Huyendo del dogmatismo, aunque sea científico
La sociedad exige a la ciencia que aporte soluciones a tiempo real y esto no siempre es posible.
Desde los orígenes, el homo sapiens ha aprendido a sobrevivir no sólo lidiando contra los elementos naturales (frío, viento, lluvia) sino también fraguando hermosas narraciones con hilos entreverados. Esas telas oníricas nos ayudaron a explicar los fenómenos que escapaban, de algún modo, a nuestro entendimiento.
Y es que hubo un momento en el cual nuestros antepasados tenían un extenso futuro por estrenar. Los hombres de Cromagnon no sólo crearon arte rupestre en sus cuevas, sino que sus pinturas fueron la base de una pirámide narrativa que, en torno al fuego, les ayudó a soportar los rigores de la vida y, por qué no, a soñar con la existencia de un futuro mejor.
En aquel remoto pasado, el territorio de la memoria se convirtió en el país de los mitos. Aquellas historias, más o menos elaboradas, que surgieron de la imaginación de las mentes más brillantes, se transmitieron a través de las palabras aladas durante generaciones y generaciones. Finalmente, muchos milenios después, alguien se sentó y las puso por escrito.
Saltemos al presente. En esta sociedad hiperinformada, en donde hay ejércitos de supuestos especialistas en los más variados saberes, cuesta mucho fijar nuestra miope mirada en aquellos humildes orígenes.
Los instagramers y los creadores de los más acreditados hashtags se han convertido en los bardos del siglo veintiuno. Pero igual que sucedía con aquellos primigenios narradores, muchas de sus historias han traspasado la linde de la ficción y se han adentrado en el campo de la mitología. En otras palabras, estos influencers no nos sirven para encontrar las respuestas que necesitamos.
Tenemos la sensación de que la ciencia es la única que se guarece tras la adarga de la verdad. De forma que el científico se ha erigido en un intrépido aventurero que recorre la selva del oscurantismo con la ayuda de las lianas de la exactitud y la autenticidad.
Pero hay que tener cuidado, porque para la ciencia la realidad obedece a leyes y solamente a leyes. Y, desgraciadamente, en ocasiones surgen fenómenos que se escapan a estos códigos aparentemente inalterables.
En ese momento tan sólo nos resta optar por dos caminos, o bien rechazar el fenómeno por ilusorio o por contener información equívoca, o bien analizar el escenario desde otra óptica, que nos permita repensar la teoría inicial.
Afortunadamente, la realidad es obstinada y termina por poner luz donde antes había sombras y demostrar que el dogmatismo científico no es más que una forma encubierta de fanatismo. Y es que hay pocas cosas tan letales como los dogmas.
La pandemia actual nos está demostrando la fragilidad del ser humano en muchas de sus facetas y, como decía el poeta Píndaro, es que desgraciadamente no somos más que la sombra de un sueño.
La sociedad exige a la ciencia que aporte soluciones a tiempo real y esto no siempre es posible -la investigación necesita tomarse sus tiempos-, además se la reclama infalibilidad en sus conjeturas.
Para satisfacer la sed de conocimiento es fácil caer en el dogmatismo científico, en pertrecharse en un sistema de ideas basado en afirmaciones que no han sido todavía validadas científicamente y que, además, se formulan desde una vertiente categórica y autoritaria.
Los estudios científicos venideros actuarán de rodillo y demostrarán la falsedad de esas afirmaciones, ruborizando a sus autores.

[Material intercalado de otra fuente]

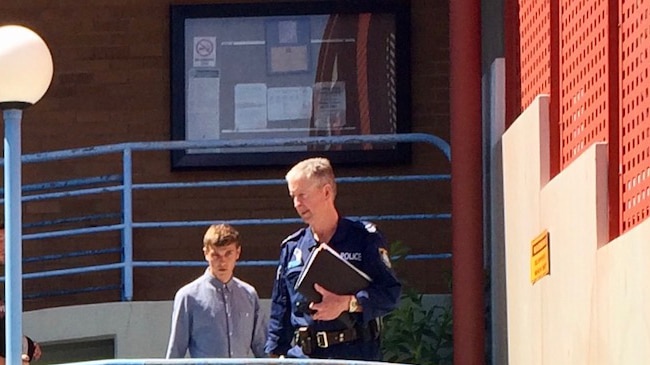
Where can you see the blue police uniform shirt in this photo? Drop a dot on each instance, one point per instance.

Este ejercicio es, además, muy peligroso porque no hace más que alimentar la llama de la desconfianza entre la ciudadanía, favoreciendo la aparición de corrientes negacionistas y creencias pseudocientíficas.
Aunque nos pueda parecer que este epifenómeno es nuevo, no tenemos más que echar la vista atrás y contemplar las teorías que han sido pasto de los avances científicos y que en su día fueron consideradas dogmas. Tenemos ejemplos tan paradigmáticos como la defensa de la forma plana de nuestro planeta, que la Tierra era el centro del sistema solar o que los planetas giraban en torno a ella.
Seguramente muchos pensarán que estas teorías hibernan en un pasado muy distante, sin embargo, no es necesario retroceder tanto. En la primera mitad del siglo veinte falleció el reputado astrónomo Percival Lowell. Durante toda su vida defendió la existencia de canales en la superficie marciana construidos, según él, por una civilización avanzada, para llevar aguas a sus ciudades.
Y es que en tiempos de pandemia es bueno recordar aquella máxima de que no se puede cabalgar sin haber terminado de ensillar.